This is similar to the example in the "Example of an E-Mail Request" section, but uses a different sequence that does in fact contain a WD repeat (it is the SwissProt locus CAFA_HUMAN, which has a a region of four WD repeats) and requests a WD-repeat analysis.
Requesting e-mail message
This shows the e-mail message as it would be composed by the user. The
WWW interface also generates something that
looks like an email message internally, but the user only sees this as
an attachment to the acknowledgement message.
To: psa-request@darwin.bu.edu
Subject: Seq 42
; analysis-assumptions: wd-repeat
; Wilson Brandlesnarf
; BMERC
; Boston MA
; 617-353-7123
Sequence 42
MKVITCEIAWHNKEPVYSLDFQHGTAGRIHRLASAGVDTNVRIWKVEKGP
DGKAIVEFLSNLARHTKAVNVVRFSPTGEILASGGDDAVILLWKVNDNKE
PEQIAFQDEDEAQLNKENWTVVKTLRGHLEDVYDICWATDGNLMASASVD
NTAIIWDVSKGQKISIFNEHKSYVQGVTWDPLGQYVATLSCDRVLRVYSI
QKKRVAFNVSKMLSGIGAEGEARSYRMFHDDSMKSFFRRLSFTPDGSLLL
TPAGCVESGENVMNTTYVFSRKNLKRPIAHLPCPGKATLAVRCCPVYFEL
RPVVETGVELMSLPYRLVFAVASEDSVLLYDTQQSFPFGYVSNIHYHTLS
DISWSSDGAFLAISSTDGYCSFVTFEKDELGIPLKEKPVLNMRTPDTAKK
TKSQTHRGSSPGPRPVEGTPASRTQDPSSPGTTPPQARQAPAPTVIRDPP
SITPAVKSPLPGPSEEKTLQPSSQNTKAHPSRRVTLNTLQAWSKTTPRRI
NLTPLKTDTPPSSVPTSVISTPSTEEIQSETPGDAQGSPPELKRPRLDEN
KGGTESLDP
See the "Example of an E-Mail
Request" section for an explanation of the syntax of e-mail
messages. The first two lines are the e-mail header (it probably looks
different in every system ever written for composing e-mail, so your
system is unlikely to be an exception).
It also includes the request ID assigned by the server upon receipt,
a statement of the fact that the request was for a WD-repeat analysis,
and an indication of the server queue size. If the sequence length
and/or label are not as expected, it could mean that the server had
trouble parsing the message; in that case, please try again. If the
message does not explicitly state that the request is for a WD-repeat
analysis run (i.e. it looks like an e-mail acknowledgement for a
Type-1 analysis request), then the server was unable to parse the "Analysis-Assumptions:"
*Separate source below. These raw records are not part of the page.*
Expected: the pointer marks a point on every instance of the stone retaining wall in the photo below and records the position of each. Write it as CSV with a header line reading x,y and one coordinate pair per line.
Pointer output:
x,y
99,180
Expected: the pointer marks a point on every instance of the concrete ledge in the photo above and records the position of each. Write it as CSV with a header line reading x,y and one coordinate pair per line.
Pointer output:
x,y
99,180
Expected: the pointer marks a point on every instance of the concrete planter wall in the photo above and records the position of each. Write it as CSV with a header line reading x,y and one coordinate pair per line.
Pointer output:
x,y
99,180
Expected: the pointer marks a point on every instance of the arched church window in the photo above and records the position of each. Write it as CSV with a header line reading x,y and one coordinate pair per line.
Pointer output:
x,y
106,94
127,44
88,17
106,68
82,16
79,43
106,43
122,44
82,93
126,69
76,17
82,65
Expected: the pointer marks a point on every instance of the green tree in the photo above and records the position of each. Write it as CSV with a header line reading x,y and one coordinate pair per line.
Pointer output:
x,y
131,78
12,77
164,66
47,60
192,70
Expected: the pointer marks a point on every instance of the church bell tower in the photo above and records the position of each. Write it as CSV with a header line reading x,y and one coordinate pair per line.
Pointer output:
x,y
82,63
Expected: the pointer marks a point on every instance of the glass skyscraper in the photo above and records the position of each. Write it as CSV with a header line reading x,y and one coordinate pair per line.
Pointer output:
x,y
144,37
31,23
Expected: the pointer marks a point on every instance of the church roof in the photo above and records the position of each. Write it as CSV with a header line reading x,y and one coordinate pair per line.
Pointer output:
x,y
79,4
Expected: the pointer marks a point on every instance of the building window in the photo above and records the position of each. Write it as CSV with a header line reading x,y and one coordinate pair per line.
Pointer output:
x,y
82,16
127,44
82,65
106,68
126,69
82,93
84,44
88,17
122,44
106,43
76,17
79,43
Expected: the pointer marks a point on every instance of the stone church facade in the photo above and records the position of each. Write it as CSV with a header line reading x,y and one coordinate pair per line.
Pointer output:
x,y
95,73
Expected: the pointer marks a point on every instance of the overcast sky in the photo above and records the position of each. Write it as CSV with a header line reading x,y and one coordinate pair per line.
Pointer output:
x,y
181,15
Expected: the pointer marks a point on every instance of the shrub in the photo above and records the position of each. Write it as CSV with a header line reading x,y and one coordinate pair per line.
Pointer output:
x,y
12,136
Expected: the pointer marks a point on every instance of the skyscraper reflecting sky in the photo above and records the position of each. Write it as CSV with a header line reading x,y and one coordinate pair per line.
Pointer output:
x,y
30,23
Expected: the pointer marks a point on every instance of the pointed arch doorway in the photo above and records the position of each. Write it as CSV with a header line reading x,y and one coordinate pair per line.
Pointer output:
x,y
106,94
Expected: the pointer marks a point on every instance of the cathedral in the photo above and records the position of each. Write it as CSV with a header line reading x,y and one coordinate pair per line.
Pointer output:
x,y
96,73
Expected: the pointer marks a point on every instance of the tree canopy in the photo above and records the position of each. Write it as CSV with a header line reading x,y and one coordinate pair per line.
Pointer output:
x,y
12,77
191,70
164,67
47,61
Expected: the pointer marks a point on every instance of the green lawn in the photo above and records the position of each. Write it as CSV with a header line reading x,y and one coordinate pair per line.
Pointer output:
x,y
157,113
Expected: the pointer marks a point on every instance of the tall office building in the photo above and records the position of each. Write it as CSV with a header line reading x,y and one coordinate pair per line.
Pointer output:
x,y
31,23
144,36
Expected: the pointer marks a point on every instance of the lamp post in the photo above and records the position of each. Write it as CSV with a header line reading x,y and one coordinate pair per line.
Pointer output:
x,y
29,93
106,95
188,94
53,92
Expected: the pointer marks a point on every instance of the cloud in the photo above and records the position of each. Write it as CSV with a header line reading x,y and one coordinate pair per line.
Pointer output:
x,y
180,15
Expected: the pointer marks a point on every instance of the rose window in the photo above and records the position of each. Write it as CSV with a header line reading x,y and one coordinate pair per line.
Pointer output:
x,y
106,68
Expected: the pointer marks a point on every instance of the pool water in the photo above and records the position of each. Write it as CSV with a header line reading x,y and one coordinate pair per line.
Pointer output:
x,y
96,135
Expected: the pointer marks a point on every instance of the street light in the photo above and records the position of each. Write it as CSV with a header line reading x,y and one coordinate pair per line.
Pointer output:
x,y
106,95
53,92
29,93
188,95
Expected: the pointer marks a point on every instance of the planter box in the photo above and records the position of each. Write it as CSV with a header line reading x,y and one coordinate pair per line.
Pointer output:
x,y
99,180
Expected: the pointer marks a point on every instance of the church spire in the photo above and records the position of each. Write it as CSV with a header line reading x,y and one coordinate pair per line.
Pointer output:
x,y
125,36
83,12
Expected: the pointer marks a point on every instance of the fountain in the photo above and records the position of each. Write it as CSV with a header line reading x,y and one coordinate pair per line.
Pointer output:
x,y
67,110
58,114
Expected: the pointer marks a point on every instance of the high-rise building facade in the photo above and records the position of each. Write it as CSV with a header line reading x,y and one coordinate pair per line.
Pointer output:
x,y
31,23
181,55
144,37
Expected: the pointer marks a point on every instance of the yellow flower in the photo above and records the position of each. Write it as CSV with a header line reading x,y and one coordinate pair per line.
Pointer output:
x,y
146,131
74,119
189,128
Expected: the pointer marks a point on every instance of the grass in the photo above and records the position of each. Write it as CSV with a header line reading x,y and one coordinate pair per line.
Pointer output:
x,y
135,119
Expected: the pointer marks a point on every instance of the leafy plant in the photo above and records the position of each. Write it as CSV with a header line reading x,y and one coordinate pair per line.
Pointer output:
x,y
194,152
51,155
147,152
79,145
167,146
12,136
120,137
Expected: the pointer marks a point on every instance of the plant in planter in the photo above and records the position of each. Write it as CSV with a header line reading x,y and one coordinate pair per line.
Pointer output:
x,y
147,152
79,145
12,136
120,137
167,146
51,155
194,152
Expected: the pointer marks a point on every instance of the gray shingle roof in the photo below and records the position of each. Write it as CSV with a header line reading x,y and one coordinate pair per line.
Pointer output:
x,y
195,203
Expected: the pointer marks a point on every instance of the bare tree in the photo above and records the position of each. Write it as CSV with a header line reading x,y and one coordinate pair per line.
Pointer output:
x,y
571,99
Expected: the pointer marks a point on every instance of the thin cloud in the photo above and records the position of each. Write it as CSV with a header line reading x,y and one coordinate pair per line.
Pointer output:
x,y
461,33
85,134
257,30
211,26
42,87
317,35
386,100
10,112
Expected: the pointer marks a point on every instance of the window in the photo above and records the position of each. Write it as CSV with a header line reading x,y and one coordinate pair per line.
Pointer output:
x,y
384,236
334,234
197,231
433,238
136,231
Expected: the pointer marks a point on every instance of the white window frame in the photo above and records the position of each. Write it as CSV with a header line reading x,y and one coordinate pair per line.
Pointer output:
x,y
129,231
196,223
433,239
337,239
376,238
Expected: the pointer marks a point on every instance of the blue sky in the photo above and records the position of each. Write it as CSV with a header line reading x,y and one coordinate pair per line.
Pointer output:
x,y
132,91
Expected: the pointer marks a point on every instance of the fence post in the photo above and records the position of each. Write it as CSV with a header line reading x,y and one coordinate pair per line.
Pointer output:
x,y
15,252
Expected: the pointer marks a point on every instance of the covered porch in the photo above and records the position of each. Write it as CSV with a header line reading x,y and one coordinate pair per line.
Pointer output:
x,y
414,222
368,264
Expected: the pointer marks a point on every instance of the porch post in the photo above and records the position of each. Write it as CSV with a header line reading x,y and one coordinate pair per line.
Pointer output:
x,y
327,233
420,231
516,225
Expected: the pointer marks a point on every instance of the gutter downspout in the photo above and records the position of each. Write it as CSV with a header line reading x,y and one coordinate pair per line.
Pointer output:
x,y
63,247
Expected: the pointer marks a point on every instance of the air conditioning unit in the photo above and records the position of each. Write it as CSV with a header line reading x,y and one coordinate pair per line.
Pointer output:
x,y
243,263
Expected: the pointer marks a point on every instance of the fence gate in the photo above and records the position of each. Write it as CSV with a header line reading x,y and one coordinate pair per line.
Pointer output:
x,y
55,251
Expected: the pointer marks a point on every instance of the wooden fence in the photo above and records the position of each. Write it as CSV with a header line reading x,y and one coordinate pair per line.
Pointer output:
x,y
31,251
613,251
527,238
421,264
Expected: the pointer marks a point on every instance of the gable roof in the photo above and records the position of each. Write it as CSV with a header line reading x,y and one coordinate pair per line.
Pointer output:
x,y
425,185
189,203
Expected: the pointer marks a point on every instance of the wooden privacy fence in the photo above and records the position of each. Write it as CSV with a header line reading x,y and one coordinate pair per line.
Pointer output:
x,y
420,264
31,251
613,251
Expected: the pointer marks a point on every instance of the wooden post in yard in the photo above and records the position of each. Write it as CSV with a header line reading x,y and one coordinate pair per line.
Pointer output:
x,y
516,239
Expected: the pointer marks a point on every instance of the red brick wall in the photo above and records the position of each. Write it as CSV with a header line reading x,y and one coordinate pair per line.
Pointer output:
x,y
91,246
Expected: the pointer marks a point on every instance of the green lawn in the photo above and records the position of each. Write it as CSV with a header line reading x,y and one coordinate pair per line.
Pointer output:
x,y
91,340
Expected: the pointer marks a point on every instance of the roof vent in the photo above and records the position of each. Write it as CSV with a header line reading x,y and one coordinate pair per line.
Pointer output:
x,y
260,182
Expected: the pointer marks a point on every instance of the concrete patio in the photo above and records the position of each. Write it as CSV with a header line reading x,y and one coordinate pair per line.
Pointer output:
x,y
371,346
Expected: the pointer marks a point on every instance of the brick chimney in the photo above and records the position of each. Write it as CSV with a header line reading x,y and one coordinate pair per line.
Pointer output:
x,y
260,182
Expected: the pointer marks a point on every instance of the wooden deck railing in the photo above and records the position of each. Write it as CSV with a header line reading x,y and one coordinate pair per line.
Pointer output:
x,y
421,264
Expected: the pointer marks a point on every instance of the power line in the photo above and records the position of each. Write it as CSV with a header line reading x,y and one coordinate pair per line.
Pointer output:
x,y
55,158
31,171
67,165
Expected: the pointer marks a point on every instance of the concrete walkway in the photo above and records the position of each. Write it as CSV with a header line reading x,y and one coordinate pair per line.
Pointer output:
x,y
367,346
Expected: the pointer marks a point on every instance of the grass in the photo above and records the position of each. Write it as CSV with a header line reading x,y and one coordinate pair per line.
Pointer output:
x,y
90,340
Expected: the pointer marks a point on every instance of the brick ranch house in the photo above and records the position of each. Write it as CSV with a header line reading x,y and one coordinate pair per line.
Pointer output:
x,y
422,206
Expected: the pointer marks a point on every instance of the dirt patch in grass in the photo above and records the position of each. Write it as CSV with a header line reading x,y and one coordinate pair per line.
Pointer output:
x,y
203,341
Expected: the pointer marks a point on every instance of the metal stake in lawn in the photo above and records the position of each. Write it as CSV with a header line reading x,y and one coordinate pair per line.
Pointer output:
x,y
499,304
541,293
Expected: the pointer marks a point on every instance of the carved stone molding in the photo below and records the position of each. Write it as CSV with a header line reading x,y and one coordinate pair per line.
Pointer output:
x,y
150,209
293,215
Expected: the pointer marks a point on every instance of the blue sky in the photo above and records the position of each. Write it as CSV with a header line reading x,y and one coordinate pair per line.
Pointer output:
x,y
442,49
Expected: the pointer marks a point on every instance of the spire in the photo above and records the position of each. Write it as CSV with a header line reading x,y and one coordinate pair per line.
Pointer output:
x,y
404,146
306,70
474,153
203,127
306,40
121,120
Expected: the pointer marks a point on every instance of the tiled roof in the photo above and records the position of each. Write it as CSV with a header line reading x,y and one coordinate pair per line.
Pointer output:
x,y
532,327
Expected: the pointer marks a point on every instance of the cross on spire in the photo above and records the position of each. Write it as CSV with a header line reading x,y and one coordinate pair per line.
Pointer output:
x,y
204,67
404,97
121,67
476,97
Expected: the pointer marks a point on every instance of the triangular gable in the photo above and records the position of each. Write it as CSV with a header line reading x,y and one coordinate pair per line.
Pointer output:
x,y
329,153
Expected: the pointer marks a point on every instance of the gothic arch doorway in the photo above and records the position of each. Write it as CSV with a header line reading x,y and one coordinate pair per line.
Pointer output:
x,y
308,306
field and started a Type-1 analysis by
default. (This sort of confusion should never happen for requests
submitted via Web.)
This section covers the first e-mail message returned to the user
when the analysis is complete. Since it is fairly large, we break it
into pieces for purposes of discussion; click here to see the full text of the cover letter.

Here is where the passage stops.